= Early Netherlandish Painting (Friedländer) =

Books by Max Jakob Friedländer, 1924 to 1937

Early Netherlandish Painting (Die altniederländische Malerei) is a pioneering 14-volume series of illustrated books by the German art historian Max Jakob Friedländer (1867–1958). The first volume was published in 1924, and the series ran until 1937. It was the first comprehensive modern art-historical survey of Early Netherlandish painting, a term often used in art history to describe artists of the Low Countries during the 15th- and 16th-century Northern Renaissance.

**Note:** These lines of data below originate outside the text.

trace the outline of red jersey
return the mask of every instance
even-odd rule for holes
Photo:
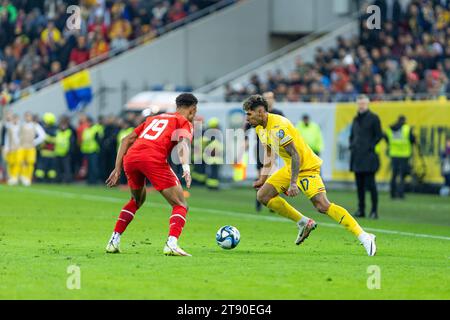
[[[181,138],[192,141],[193,131],[192,123],[179,113],[148,117],[134,129],[138,137],[128,149],[124,160],[166,163],[168,155]]]

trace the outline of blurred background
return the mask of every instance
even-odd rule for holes
[[[174,111],[180,92],[199,98],[204,130],[244,128],[242,101],[273,92],[303,135],[305,118],[316,125],[308,143],[324,180],[354,188],[349,136],[365,94],[385,136],[379,186],[389,188],[388,132],[403,116],[406,190],[446,196],[449,77],[449,0],[0,0],[0,180],[99,184],[121,138]],[[19,151],[29,123],[45,131],[33,129],[36,161]],[[234,164],[216,155],[193,166],[195,183],[250,184],[254,141],[249,130]]]

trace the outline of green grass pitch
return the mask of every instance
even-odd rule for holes
[[[357,239],[299,196],[289,200],[318,222],[294,245],[293,223],[254,210],[255,192],[194,188],[181,246],[193,257],[162,254],[170,207],[156,192],[122,237],[123,253],[104,249],[129,198],[117,189],[0,186],[0,299],[450,299],[450,200],[381,195],[381,219],[359,220],[377,235],[368,257]],[[355,194],[329,192],[355,210]],[[241,232],[223,250],[223,225]],[[80,289],[67,288],[68,267]],[[379,289],[368,288],[379,270]],[[70,269],[69,269],[70,271]]]

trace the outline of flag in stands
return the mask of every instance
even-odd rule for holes
[[[11,98],[12,97],[7,90],[3,90],[2,92],[0,92],[0,106],[6,106],[11,102]]]
[[[70,111],[80,111],[92,101],[89,71],[80,71],[63,79],[62,86]]]

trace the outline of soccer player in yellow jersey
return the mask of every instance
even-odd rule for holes
[[[280,194],[295,197],[301,190],[320,213],[328,215],[357,236],[369,256],[375,255],[375,235],[365,232],[347,210],[328,201],[320,177],[322,159],[305,143],[288,119],[267,110],[267,101],[260,95],[253,95],[244,102],[247,121],[256,128],[265,147],[264,167],[260,178],[253,184],[258,189],[258,200],[297,223],[299,233],[295,243],[299,245],[317,224],[298,212]],[[269,176],[273,153],[284,160],[285,166]]]

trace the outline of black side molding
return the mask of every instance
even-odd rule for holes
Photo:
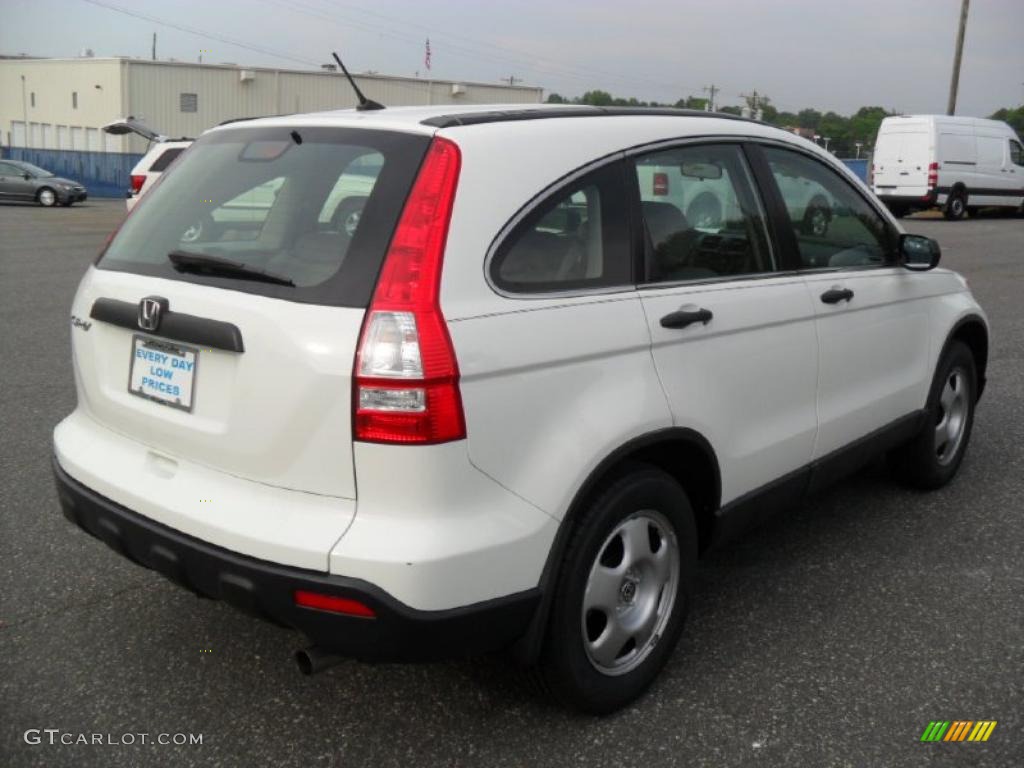
[[[140,331],[139,306],[118,299],[96,299],[89,317],[103,323],[110,323],[132,331]],[[233,323],[211,320],[208,317],[186,315],[183,312],[161,312],[160,325],[155,331],[145,331],[153,336],[172,341],[183,341],[200,347],[224,349],[228,352],[245,352],[242,332]]]

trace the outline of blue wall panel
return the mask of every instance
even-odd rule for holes
[[[861,158],[860,160],[854,160],[852,158],[844,159],[843,163],[846,164],[847,168],[857,174],[861,181],[865,184],[868,183],[868,161],[866,158]]]
[[[81,182],[90,197],[124,197],[131,187],[129,177],[132,168],[142,158],[142,155],[122,152],[78,152],[25,147],[5,147],[3,155]]]

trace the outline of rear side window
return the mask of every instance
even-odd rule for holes
[[[160,156],[153,161],[153,164],[149,166],[149,170],[154,173],[162,173],[167,170],[167,166],[173,163],[174,159],[184,151],[184,147],[172,147],[171,149],[165,149]]]
[[[324,127],[234,128],[196,141],[147,195],[101,269],[365,307],[429,137]],[[291,281],[176,268],[210,256]]]
[[[617,163],[553,193],[512,231],[491,262],[495,285],[518,293],[629,285],[631,272]]]

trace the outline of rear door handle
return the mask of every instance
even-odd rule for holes
[[[678,309],[675,312],[669,312],[661,318],[661,327],[685,328],[686,326],[693,325],[694,323],[707,325],[711,322],[712,317],[714,317],[714,315],[711,313],[710,309],[704,309],[703,307],[699,309],[690,309],[689,307],[685,307]]]
[[[853,291],[849,288],[840,288],[836,285],[821,294],[821,300],[826,304],[838,304],[840,301],[850,301],[852,299]]]

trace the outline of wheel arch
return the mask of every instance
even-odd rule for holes
[[[547,629],[553,586],[558,583],[565,548],[587,502],[637,463],[650,464],[673,477],[686,491],[696,516],[698,549],[710,545],[715,511],[721,505],[722,480],[718,457],[699,432],[682,427],[650,432],[633,438],[606,456],[580,485],[548,552],[540,577],[541,601],[527,633],[512,652],[525,665],[536,661]]]
[[[946,336],[946,341],[942,345],[942,350],[936,359],[936,365],[938,365],[938,361],[943,358],[946,350],[949,349],[950,344],[954,341],[966,344],[967,348],[971,350],[971,354],[974,355],[974,364],[978,374],[978,394],[976,399],[980,400],[982,393],[985,391],[986,371],[988,370],[988,325],[979,315],[970,314],[960,318]]]

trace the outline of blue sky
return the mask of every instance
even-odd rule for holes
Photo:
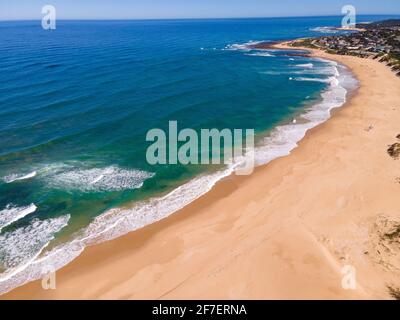
[[[58,19],[159,19],[400,14],[400,0],[0,0],[0,20],[41,19],[54,5]]]

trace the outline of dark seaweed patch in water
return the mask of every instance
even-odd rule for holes
[[[61,64],[49,64],[49,65],[45,66],[45,68],[46,69],[55,69],[55,68],[58,68],[60,66],[61,66]]]

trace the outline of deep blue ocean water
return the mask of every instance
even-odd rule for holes
[[[58,21],[51,31],[40,21],[0,22],[0,291],[38,277],[38,256],[54,247],[85,238],[68,247],[78,254],[156,221],[226,174],[149,165],[151,128],[171,120],[181,129],[252,128],[260,163],[290,152],[304,124],[299,137],[282,125],[325,100],[343,103],[329,91],[338,67],[247,44],[318,36],[340,22]],[[305,119],[326,120],[316,112]]]

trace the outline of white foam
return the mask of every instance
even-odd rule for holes
[[[7,292],[26,282],[39,279],[44,266],[51,265],[55,269],[65,266],[79,256],[84,247],[90,244],[117,238],[168,217],[207,193],[216,182],[230,175],[234,169],[235,167],[232,166],[214,174],[197,177],[164,197],[137,203],[131,209],[116,208],[105,212],[98,216],[71,242],[54,248],[40,258],[36,256],[34,259],[30,259],[29,263],[24,264],[23,268],[13,272],[12,275],[8,275],[6,278],[2,275],[0,278],[0,293]]]
[[[0,277],[0,292],[9,287],[7,280],[23,272],[43,251],[54,234],[64,228],[70,216],[47,220],[34,219],[28,226],[0,236],[0,256],[6,271]]]
[[[313,63],[302,63],[302,64],[297,64],[296,67],[300,67],[300,68],[314,68],[314,64]]]
[[[101,179],[104,178],[104,174],[101,174],[100,176],[98,176],[96,179],[94,179],[93,181],[90,182],[90,184],[96,184],[97,182],[99,182]]]
[[[297,118],[296,123],[278,126],[263,139],[255,153],[257,165],[289,155],[297,147],[298,142],[304,138],[307,131],[329,119],[331,110],[346,102],[348,90],[357,87],[357,81],[347,72],[346,67],[339,66],[335,62],[322,61],[340,68],[342,72],[336,70],[336,76],[329,78],[329,87],[321,93],[321,101],[309,107],[304,114]],[[299,121],[300,119],[302,121]]]
[[[329,75],[329,76],[338,76],[337,68],[334,66],[331,67],[322,67],[322,68],[313,68],[313,69],[304,69],[304,70],[297,70],[291,71],[291,74],[305,74],[305,75]]]
[[[311,31],[321,32],[321,33],[338,33],[339,31],[335,27],[316,27],[311,28]]]
[[[195,178],[168,195],[136,204],[131,209],[111,209],[98,216],[85,232],[90,243],[110,240],[162,220],[212,189],[232,169]]]
[[[245,43],[234,43],[234,44],[230,44],[227,45],[225,47],[224,50],[238,50],[238,51],[251,51],[254,50],[254,48],[252,48],[253,46],[262,43],[264,41],[249,41],[249,42],[245,42]]]
[[[34,204],[26,207],[16,207],[12,204],[7,205],[5,209],[0,211],[0,232],[6,226],[35,212],[36,209],[37,207]]]
[[[154,174],[117,166],[85,169],[80,166],[59,166],[47,176],[48,185],[63,190],[105,192],[138,189]]]
[[[247,53],[246,56],[252,56],[252,57],[275,57],[273,54],[270,54],[268,52]]]
[[[294,68],[293,68],[294,69]],[[262,74],[268,75],[325,75],[325,76],[338,76],[338,70],[335,66],[329,67],[318,67],[318,68],[306,68],[303,70],[288,70],[288,71],[276,71],[276,70],[269,70],[261,72]]]
[[[297,147],[311,124],[290,124],[276,127],[271,134],[262,140],[262,145],[256,149],[257,165],[267,164],[270,161],[284,157]]]
[[[334,78],[321,79],[321,78],[297,77],[297,78],[291,78],[291,79],[289,79],[289,80],[331,83],[331,82],[333,81],[333,79],[334,79]]]
[[[270,71],[263,71],[260,72],[262,74],[268,74],[270,76],[280,76],[282,74],[288,74],[287,72],[283,72],[283,71],[274,71],[274,70],[270,70]]]
[[[9,176],[4,177],[3,180],[5,183],[12,183],[14,181],[32,179],[36,176],[36,174],[37,174],[36,171],[24,175],[11,174]]]

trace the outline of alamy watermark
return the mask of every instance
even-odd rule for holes
[[[52,265],[46,265],[42,269],[42,289],[55,290],[56,283],[56,269]]]
[[[146,160],[157,164],[235,165],[237,175],[254,170],[254,129],[194,129],[178,131],[178,122],[169,121],[168,133],[162,129],[147,132],[146,141],[153,142]]]
[[[349,4],[346,6],[343,6],[342,14],[345,15],[342,19],[342,28],[343,29],[355,28],[357,25],[356,8]]]
[[[57,28],[56,19],[57,13],[56,8],[52,5],[45,5],[42,8],[42,28],[44,30],[55,30]]]
[[[342,277],[342,288],[344,290],[356,290],[357,280],[356,280],[356,268],[352,265],[345,265],[341,273]]]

Friedländer developed an interest in northern art of the period while director of the Kaiser-Friedrich-Museum in the late 1920s and early 1930s. The collection included a large selection of Flemish paintings, including Jan van Eyck's Madonna in the Church, Rogier van der Weyden's Miraflores Altarpiece and Saint John Altarpiece, and Hugo van der Goes's Adoration of the Magi. Friedländer was struck by the lack of biographical detail on even the most accomplished of the artists, some of whom were still identified by notnames, the sometimes poorly supported attributions, and general historical neglect.

The book focuses on establishing biographical details for the painters, attributing individual works, and detailing their major stylistic themes and techniques. The undertaking was extremely difficult, given the scant historical record of even the most significant artists.

The series was a major influence on Erwin Panofsky's equally seminal Early Netherlandish Painting, which expanded on Friedländer's biographical and stylistic analysis to focus on iconography and historical context.